Strike” nel senso dello sciopero di sceneggiatori e, soprattutto, attori che ha cambiato i piani della Mostra. Niente Zendaya/Guadagnino in apertura, e nemmeno il Maestro Bradley Cooper (sostituito da un fan con la sua maschera: the artist is comunque present). Per ora, le presenze più acclamate dalla folla che in ogni caso non molla sono stati Adam Driver e Patrick Dempsey, volti di Ferrari. Ci devono dunque pensare gli italiani a ripigliarsi tutto il red carpet che è ‘o nuost’: vince a mani bassi Valerio Mastandrea, che s’improvvisa regista action alla Sollima sul tappeto rosso di Adagio riprendendo il Comandante Favino.

VOTO 3:

Non si mangia neanche quest’anno

L’abbiamo sempre scritto anche negli anni passati, con l’illusione di mandare un messaggio che evidentemente non è mai arrivato.

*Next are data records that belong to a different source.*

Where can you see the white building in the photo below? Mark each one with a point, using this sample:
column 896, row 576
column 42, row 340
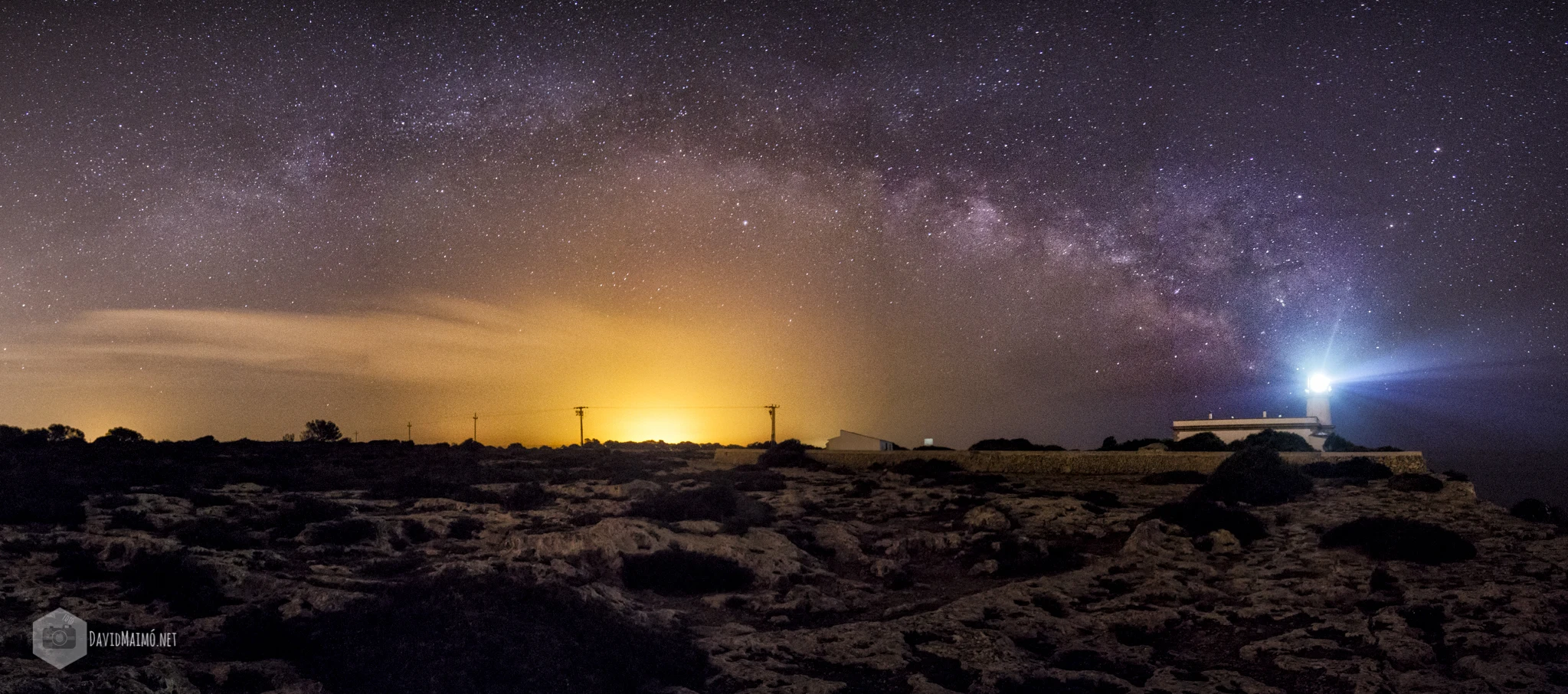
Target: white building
column 1314, row 427
column 849, row 440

Al Lido è sempre un dramma mangiare (soprattutto dopo le 22: e quasi tutti sono ancora in sala a vedere i film), impossibile chiedere scontrini separati e sempre più difficile trovare tramezzini decenti. Per fortuna per il pranzo c’è il self service sulla spiaggia (non diciamo come si chiama se no ci giochiamo pure quello) for veneziani DOC only. Che però, nei giorni della Mostra, amano vessare gli accreditati in cerca di uno spaghettino alla malamocchina. La sera, invece, tutti come Umberto Veronesi: digiuno intermittente, e a letto.

VOTO 8:

Come on Barbie, let’s go party!

I Covid years avevano decisamente smorzato gli entusiasmi festaioli che fanno la spola tra i palazzi di città e gli hotel del Lido. Quest’anno, i party in pompa magna sembrano definitivamente tornati. Campari riapre il glorioso Des Bains per il suo tradizionale happening, stavolta con uscieri-ballerini dai look fetish alla Querelle de Brest; i film italiani piazzano due o tre after-dinner niente male. Ma ovviamente la parola definitiva la mette Re Giorgio Armani con la sua sfilata evento, e festone a seguire, all’Arsenale. Servivano solo delle indicazioni più chiare per arrivarci (e dei barman più svelti), ma tra Benicio del Toro mollemente sdivanato e Mark Ronson alla consolle con le sue hit direttamente da Barbieland sembrava di essere tornati almeno per un attimo ai fasti di un tempo. Non più morte a Venezia: diciamo coma vigile.

VOTO 4:

Roman, perché?

THE PALACE di Roman Polanski (2023) - Trailer Ufficiale HD

Capitolo Polański, dicevamo. Primo problema: The Palace viene dopo un filmone come L’ufficiale e la spia, a cui nemmeno le solite polemiche avevano impedito di vincere il (meritatissimo) Gran premio della giuria a Venezia 2019. Secondo problema: sul genere tragicommedia decadente con ricchi brutti e annoiati la parola definitiva l’ha già data Ruben Östlund con il suo Triangle of Sadness. Qui resta solo la sadness per un Roman che vorrebbe forse tornare al grottesco-cult di Luna di fiele e invece si ritrova con un Vacanze di Natale a Gstaad tra Luca Barbareschi ex divo porno di nome Bongo (!) e deiezioni canine. E questo non è nemmeno il peggio.

VOTO 9:

La parte della mosca

Non ci saranno gli incidenti con Cate Blanchett, ma piccole chicche dal tappeto rosso – hosted by “il giornalista” – pure quest’anno. Carlà (serve il cognome?), voce narrante del doc Rai/Canal+ per gli 80 anni della Mostra La parte del Leone, va a caccia di mosche, però a favore di camera e in rigoroso haute couture. Mentre la radiosa Fanny Ardant ci rassicura sulla salute del chihuahua che mangia caviale nel film di Polanski: è italiano, si chiama (forse) Pippo, e sta bene. Speriamo lo stesso per la carica dei 101 cani di Besson.